Understanding the data processing capability¶

Note

The Data Playbook defines a set of capabilities that represent conceptual building blocks that are used to build data-related solutions. See Defining data capabilities to see the full set of capabilities defined in the playbook.

The goal of data processing is to process or transform the (raw) data ingested by the data ingestion to support business operations. Other terms commonly used for data processing are data transformation, data wrangling, and data munging.

Generally, data processing systems optimize either for higher overall throughput or lower end-to-end latency. This difference is generally what distinguishes batch processing from stream/real-time processing frameworks. It is important to note that this distinction is not black and white, but rather a range with various data processing frameworks sitting somewhere in this spectrum. The target of the data processing is almost always the data repositories built per the data architecture in place(for example, DWH, data lake or lakehouse or data mesh or a combination of these).

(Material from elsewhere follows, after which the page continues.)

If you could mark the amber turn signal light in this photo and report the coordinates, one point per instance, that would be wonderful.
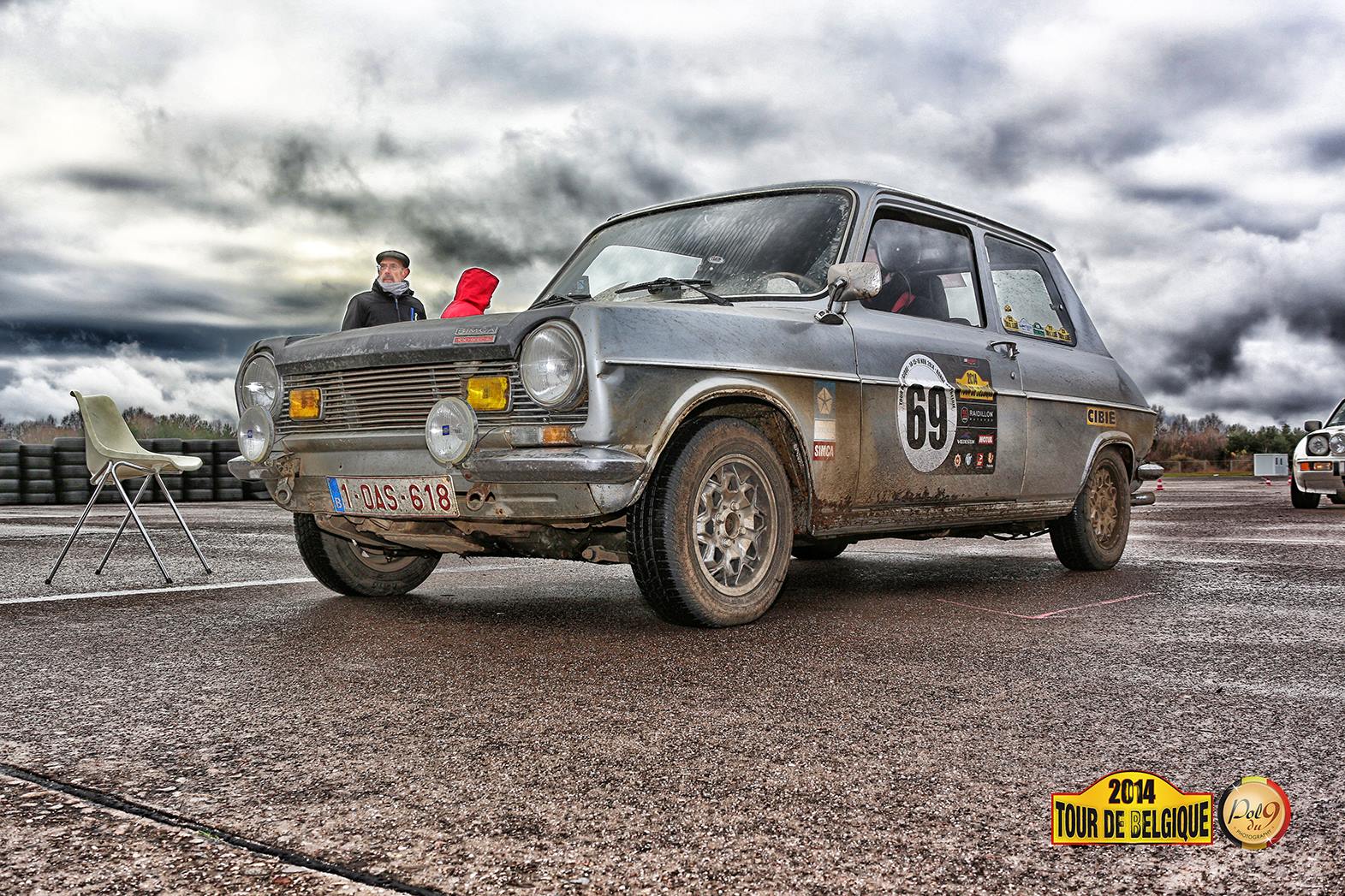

Refer to ETL/ELT to learn more about the foundational concepts of any data processing implementation.

Refer to the Understanding data processing characteristics section to note the common steps associated with data processing.

Common data processing types/architectures are:

Relational/Transactional Systems
- OLTP
- OLAP
Big Data Systems
- Lambda
- Kappa
- IOT
Event Driven Systems

Understanding data processing characteristics¶

Common steps in this stage include:

Converting data into required/standard formats.
Identifying invalid records (record level validation).
Identifying and optional removal of duplicate records.
Preparing to store in target architecture (type of storage (db or lake), levels of normalization for db, etc.).
Column/field level data validations.
Gathering of operational data.
As per (business) requirements, applying data transformations to derive new set of data elements and/or transform existing fields.
Applying data quality checks.
Performing data cleansing.
Populating Raw/Bronze and Silver/Transformed storages that are maintained with more granularity and Gold/Curated layers with aggregated information.
Ensuring data availability to other data processes/systems as per agreements (API requests, data formats, SLAs).
Monitoring and logging at each step.

Note that the list is not exhaustive and not all systems include all these steps.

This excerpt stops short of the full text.